Derbyshire Wildlife Trust’s plans to bring beavers back to the Trent Valley have moved a step closer thanks to a £75,000 grant from Biffa Award and a £65,000 contribution from Severn Trent.
In more good news, Natural England – the Government agency responsible for licensing the release and homing of the beavers - has reviewed and licensed the plans, and agreed that the Willington Area is large enough for two beaver families.
This means that the Trust can begin making the area ready and the reserve could be home for two families and their kits by the end of the year. The beavers will make positive environmental changes to the wetland and the way water flows through the area as a result of their eco-engineering activity, improving habitat for other wildlife and reducing the risk of local flooding.

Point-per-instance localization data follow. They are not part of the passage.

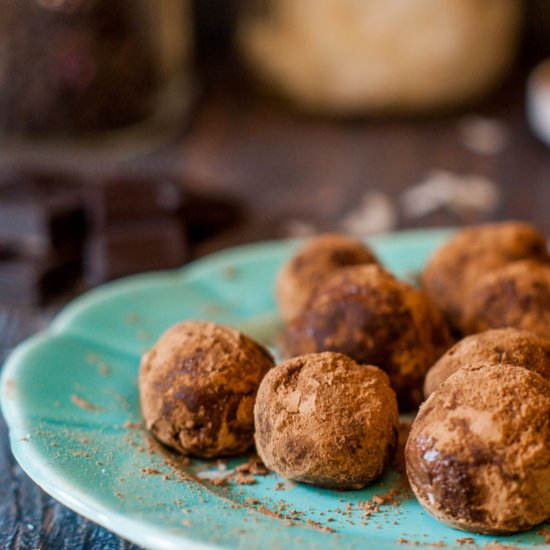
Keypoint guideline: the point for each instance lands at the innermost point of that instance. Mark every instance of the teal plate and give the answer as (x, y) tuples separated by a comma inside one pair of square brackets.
[(70, 398)]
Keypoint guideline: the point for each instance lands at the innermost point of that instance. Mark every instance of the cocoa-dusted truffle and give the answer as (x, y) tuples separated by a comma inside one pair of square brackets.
[(319, 257), (325, 420), (478, 452), (470, 254), (197, 388), (516, 295), (500, 346), (366, 313)]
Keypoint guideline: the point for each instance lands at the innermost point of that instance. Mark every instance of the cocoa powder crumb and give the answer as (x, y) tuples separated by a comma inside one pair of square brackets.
[(83, 404), (219, 481), (132, 425), (151, 471), (241, 479)]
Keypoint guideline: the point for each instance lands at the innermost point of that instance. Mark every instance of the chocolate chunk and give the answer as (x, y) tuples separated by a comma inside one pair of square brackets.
[(130, 247), (132, 197), (31, 282), (40, 211)]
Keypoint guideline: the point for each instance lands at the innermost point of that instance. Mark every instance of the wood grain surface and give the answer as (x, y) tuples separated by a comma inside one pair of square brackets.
[(288, 170)]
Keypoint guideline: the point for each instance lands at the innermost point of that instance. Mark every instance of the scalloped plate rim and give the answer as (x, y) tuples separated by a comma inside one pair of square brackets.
[(35, 465)]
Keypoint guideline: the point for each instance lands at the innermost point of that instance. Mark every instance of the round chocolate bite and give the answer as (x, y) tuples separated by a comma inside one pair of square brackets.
[(369, 315), (499, 346), (516, 295), (478, 455), (319, 257), (197, 388), (326, 420), (470, 254)]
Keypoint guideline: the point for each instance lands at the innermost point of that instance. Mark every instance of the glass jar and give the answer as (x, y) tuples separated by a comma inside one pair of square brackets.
[(92, 74), (363, 56)]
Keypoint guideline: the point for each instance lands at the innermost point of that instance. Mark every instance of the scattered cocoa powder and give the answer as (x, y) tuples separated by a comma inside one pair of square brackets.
[(83, 404)]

The Trust announced their plans and appeal to bring beavers back to Derbyshire at the end of February and have been overjoyed at the reaction and pledges of support. The latest Biffa Award and Severn Trent grants form the foundation for the project as the Trust continues to raise additional funds to help put the final plans in place.

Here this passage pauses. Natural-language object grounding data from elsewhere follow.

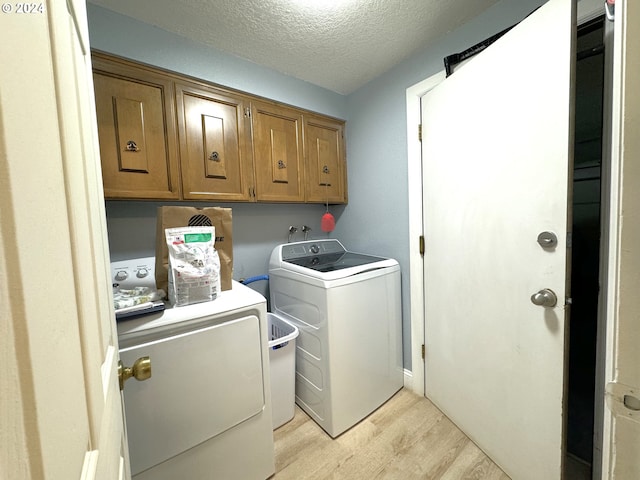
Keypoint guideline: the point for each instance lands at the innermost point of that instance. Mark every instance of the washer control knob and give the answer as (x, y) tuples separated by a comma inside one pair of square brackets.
[(143, 272), (121, 275)]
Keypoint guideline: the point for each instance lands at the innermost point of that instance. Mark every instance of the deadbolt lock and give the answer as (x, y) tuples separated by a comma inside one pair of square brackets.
[(141, 370), (545, 298), (548, 240)]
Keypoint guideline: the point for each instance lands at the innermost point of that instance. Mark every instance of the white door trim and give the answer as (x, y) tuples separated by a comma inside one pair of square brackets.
[(415, 381)]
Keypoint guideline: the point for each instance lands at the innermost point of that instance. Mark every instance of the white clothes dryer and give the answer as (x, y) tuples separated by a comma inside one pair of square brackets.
[(347, 308), (205, 413)]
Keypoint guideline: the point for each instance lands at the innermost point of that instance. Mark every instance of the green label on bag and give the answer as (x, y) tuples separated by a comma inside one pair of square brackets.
[(197, 237)]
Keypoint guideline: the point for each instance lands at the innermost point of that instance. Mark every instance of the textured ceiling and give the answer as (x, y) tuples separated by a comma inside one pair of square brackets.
[(339, 45)]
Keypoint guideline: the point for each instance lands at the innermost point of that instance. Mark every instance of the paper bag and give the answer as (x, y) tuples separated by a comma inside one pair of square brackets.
[(218, 217)]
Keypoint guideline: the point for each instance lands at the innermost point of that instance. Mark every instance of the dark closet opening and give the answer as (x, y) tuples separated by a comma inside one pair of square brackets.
[(586, 241)]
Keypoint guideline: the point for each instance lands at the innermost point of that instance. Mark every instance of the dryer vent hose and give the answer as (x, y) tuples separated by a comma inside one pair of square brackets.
[(249, 280)]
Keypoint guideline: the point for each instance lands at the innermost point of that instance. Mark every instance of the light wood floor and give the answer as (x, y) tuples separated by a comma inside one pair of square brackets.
[(407, 438)]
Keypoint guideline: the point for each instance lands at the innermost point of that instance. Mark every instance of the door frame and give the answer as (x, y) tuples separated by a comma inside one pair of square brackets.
[(414, 377)]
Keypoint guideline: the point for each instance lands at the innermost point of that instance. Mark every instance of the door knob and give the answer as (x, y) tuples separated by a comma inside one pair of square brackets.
[(544, 298), (141, 370)]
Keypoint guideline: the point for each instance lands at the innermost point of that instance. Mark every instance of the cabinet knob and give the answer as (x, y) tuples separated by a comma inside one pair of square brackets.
[(132, 147)]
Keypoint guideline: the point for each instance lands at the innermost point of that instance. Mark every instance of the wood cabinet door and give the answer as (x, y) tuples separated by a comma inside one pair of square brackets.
[(137, 137), (214, 160), (277, 153), (325, 166)]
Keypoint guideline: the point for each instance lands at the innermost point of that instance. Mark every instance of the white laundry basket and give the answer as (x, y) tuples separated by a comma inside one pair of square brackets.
[(282, 362)]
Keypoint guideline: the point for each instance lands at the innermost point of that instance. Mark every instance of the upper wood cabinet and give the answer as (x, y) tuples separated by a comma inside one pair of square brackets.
[(168, 136), (135, 112), (325, 179), (278, 153), (214, 159)]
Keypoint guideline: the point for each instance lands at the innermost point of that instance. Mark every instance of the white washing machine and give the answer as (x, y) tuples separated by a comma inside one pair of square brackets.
[(347, 308), (205, 413)]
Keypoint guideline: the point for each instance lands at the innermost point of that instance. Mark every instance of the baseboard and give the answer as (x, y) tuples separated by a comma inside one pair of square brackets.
[(410, 383)]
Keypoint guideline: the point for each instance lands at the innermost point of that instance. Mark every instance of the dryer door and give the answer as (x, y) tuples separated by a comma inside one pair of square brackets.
[(204, 382)]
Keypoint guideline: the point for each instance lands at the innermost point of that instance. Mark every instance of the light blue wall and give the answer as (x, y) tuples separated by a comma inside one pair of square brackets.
[(376, 219)]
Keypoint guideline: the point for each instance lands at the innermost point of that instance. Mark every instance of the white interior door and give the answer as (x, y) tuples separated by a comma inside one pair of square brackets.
[(59, 342), (497, 149), (622, 373)]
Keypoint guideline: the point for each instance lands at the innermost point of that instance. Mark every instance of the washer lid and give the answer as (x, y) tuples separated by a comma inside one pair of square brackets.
[(335, 261), (325, 259)]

Matt Buckler, Head of Nature Recovery Networks at Derbyshire Wildlife Trust said; “We’re overjoyed at the fantastic response we’ve had to our plans to bring beavers back to Willington Wetlands - these tremendous grants from Biffa Award and Severn Trent make the vision for this project a possibility.”
“We’re really looking forward to welcoming two beaver families, which will benefit and improve the wildlife habitat and nature recovery in the Trent Valley long term and bring an economic boost through eco-tourism.
Rachel Maidment, Grants Manager for Biffa Award said; “Beavers and their landscaping behaviour benefits both people and wildlife. We're thrilled at Biffa Award to be able to support such an exciting project that is going to transform Willington Wetlands in the Trent Valley."
Graham Osborn, Principle Ecologist for Severn Trent, said: “This is a fantastic project which we are proud to support. It’s clear reintroducing beavers to Willington Wetlands will bring many benefits, particularly reducing the risk of local flooding in the area. The natural environment plays a key role in capturing, cleaning and carrying water and we’re passionate about making sure it’s cared for and protected.”
The crowdfunder campaign phase 2 is open and donations continue to come in direct to the Trust, which has raised £39,000.
Beaver adoption packs are also available from the DWT online shop priced at £29.99, which include a soft toy, key ring, beaver booklet, book mark and an adoption certificate.
Over the next few weeks, the Trust will begin to install fencing at the reserve and continue to liaise with contacts in Scotland, vets and experts to ensure the beavers have the best possible start and can be properly cared for when they arrive in Derbyshire.